Я замешкался у входа в вагон, так как ступенька была высоко. Пока я шарил в воздухе ногой, ища ступеньку, солдат, который стоял около вагона, бил меня прикладом автомата по спине. Это продолжалось несколько секунд. Я быстро оказался в вагоне. Теперь куда бежать? Передо мной солдат с деревянным молотком в руке. Молоток он держит над головой, чтобы нанести удар. Увертываясь от удара молотком, я бегу дальше по узкому проходу в вагоне. По коридору стоят еще три солдата без автоматов, но все с деревянными молотками. Они стоят в трех-четырех метрах друг от друга, каждый кричит: "Двадцать третий!", и каждый норовит ударить молотком. Не хочешь получить удар - увертывайся. Наконец справа секция с открытой железной решеткой. Я залетел в нее. В эту секцию один за другим, стали забегать заключенные. По размерам эта секция была такая же, как купе в обычном пассажирском вагоне, на четыре человека. А нас забили туда пятнадцать человек. Первые, кто забежал, успели сесть на сидения внизу. Сели восемь человек. Несколько человек залезли на второй ярус. Я тоже залез на второй ярус. Троим сидеть было негде, и они сели на пол.

На нас не обращали внимания, забивали другие секции. Когда загнали весь этап, по коридору провели заключенного. Он не бежал, как все. Его вели охранники. Лицо у него было безразличное ко всему. Он не обращал внимания ни на что и ни на кого. На вид ему было не больше двадцати пяти лет. Он был очень бледен. Одет он

 

- 158 -

был в полосатую одежду. "Смертник", - подумал я. И это подтвердилось. Его действительно гнали на расстрел в Новосибирск.

Вагон стоял в тупике несколько часов, и только под утро его подцепили к какому-то составу. Поезд медленно двигался по Уссурийской равнине, часто останавливался, долго стоял на станциях. На какой-то станции загоняли еще этап. Это были женщины.

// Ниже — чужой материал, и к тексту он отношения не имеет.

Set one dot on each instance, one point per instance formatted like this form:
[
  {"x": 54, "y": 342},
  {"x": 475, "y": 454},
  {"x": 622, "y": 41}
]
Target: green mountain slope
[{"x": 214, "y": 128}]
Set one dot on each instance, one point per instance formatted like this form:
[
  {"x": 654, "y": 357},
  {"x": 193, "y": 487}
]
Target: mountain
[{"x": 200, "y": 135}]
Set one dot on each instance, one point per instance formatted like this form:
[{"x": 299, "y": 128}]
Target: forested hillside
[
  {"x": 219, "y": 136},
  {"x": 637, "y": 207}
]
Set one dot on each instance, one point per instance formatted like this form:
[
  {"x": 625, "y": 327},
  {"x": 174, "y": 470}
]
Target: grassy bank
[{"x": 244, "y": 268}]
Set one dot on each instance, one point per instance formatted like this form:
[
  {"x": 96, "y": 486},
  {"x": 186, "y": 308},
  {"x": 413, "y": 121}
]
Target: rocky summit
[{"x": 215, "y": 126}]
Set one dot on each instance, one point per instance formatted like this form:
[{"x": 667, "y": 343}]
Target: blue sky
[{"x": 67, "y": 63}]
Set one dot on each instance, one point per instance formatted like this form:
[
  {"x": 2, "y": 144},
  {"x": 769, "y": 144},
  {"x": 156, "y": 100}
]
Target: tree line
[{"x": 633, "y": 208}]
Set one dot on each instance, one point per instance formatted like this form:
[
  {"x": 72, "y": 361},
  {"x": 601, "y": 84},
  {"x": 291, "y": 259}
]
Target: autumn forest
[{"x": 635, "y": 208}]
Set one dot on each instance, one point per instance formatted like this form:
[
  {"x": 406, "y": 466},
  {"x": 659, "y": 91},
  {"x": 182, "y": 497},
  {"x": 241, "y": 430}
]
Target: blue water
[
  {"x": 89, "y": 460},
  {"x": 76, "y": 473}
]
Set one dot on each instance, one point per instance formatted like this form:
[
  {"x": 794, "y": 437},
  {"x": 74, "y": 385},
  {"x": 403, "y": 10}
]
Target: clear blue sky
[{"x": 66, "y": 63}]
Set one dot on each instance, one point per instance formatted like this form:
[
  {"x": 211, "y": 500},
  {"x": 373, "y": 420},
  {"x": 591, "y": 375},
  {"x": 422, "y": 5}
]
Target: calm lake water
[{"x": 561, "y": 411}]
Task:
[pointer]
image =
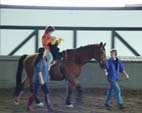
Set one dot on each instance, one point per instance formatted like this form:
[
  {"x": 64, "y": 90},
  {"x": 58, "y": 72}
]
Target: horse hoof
[
  {"x": 40, "y": 104},
  {"x": 16, "y": 102},
  {"x": 30, "y": 108},
  {"x": 70, "y": 106}
]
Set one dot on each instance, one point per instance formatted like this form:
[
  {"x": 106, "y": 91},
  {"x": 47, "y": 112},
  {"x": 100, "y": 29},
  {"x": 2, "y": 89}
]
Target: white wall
[{"x": 92, "y": 18}]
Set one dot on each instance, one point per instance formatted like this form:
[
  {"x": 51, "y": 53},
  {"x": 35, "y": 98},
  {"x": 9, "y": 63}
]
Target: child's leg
[
  {"x": 110, "y": 94},
  {"x": 117, "y": 92},
  {"x": 46, "y": 97},
  {"x": 33, "y": 97}
]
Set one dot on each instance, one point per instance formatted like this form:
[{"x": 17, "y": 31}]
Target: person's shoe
[
  {"x": 30, "y": 108},
  {"x": 16, "y": 102},
  {"x": 69, "y": 105},
  {"x": 108, "y": 107},
  {"x": 40, "y": 104},
  {"x": 50, "y": 109},
  {"x": 121, "y": 106}
]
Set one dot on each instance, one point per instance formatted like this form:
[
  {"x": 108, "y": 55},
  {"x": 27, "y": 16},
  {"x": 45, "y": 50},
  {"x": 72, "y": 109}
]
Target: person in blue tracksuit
[
  {"x": 40, "y": 79},
  {"x": 114, "y": 67}
]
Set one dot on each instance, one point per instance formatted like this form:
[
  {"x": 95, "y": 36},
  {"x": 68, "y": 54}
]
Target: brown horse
[{"x": 70, "y": 67}]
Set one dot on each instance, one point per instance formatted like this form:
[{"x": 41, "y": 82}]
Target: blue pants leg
[{"x": 114, "y": 90}]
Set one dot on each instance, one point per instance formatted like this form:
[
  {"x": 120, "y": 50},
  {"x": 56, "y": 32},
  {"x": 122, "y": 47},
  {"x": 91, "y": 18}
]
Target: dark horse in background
[{"x": 69, "y": 69}]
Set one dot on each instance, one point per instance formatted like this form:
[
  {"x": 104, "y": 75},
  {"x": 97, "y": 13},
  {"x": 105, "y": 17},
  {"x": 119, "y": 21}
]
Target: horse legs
[
  {"x": 18, "y": 93},
  {"x": 69, "y": 92},
  {"x": 79, "y": 94},
  {"x": 78, "y": 87}
]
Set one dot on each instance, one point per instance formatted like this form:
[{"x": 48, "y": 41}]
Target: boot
[{"x": 30, "y": 102}]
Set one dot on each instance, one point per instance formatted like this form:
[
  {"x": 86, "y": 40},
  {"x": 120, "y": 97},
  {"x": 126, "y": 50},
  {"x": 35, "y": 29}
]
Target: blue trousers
[{"x": 114, "y": 90}]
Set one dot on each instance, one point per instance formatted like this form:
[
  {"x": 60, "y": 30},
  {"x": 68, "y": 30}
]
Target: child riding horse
[{"x": 71, "y": 67}]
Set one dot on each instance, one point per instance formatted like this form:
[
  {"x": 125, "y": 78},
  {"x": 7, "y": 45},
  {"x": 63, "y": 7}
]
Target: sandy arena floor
[{"x": 93, "y": 102}]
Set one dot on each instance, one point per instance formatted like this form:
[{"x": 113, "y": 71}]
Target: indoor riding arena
[{"x": 94, "y": 35}]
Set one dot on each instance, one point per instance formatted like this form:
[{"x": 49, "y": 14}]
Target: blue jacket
[
  {"x": 113, "y": 73},
  {"x": 41, "y": 66}
]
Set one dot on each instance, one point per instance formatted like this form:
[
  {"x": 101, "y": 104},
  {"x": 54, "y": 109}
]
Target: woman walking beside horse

День клонился к вечеру. Заключенные в нашей секции нервничали, ругались, просили у дежурного конвоира, кто воды, кто просился в туалет. Некоторые, кто сильно хотел в туалет, стали материться и обзывать конвоира. А конвоир ходил невозмутимый, ни на кого не обращая внимания. Вагон гудел, как пчелиный улей. Заключенные стали стучать в стальные решетки. Прибежал начальник конвоя.

-Успокойтесь, успокойтесь, что вы, как звери разбушевались в своих клетках? Вот, когда будете вести себя хорошо и спокойно, как люди, тогда и в туалет сводим, и воды дадим.

Один заключенный из нашей секции не выдержал:

- Как спокойно вести себя? - закричал он, - Я уже не могу. Я вот сейчас здесь, в секции в туалет схожу.

Начальник конвоя был невозмутим.

- Ну, давай, - ответил он, - И вам же нюхать придется. Жрете вы без меры, вон какие рожи отъели, что в решетку не пролезаете, а потом туалет засоряете.

Он ушел. Минут через пять пришли четыре конвоира и стали выводить из секций в туалет. Дошла очередь до нашей секции. Конвоиры открыли решетчатую дверь.

- По одному! Лицом к стене! Разворот кругом через правое плечо! Вперед! На все - тридцать секунд!

У входа в туалет стоит конвоир с деревянным молотком, на поясе пистолет. Он смотрит за каждым, кто заходит в туалет, и все подгоняет, стоя прямо рядом: "Быстрей! Быстрей!".

Потом дали воду. Так трое суток мы добирались до Хабаровска.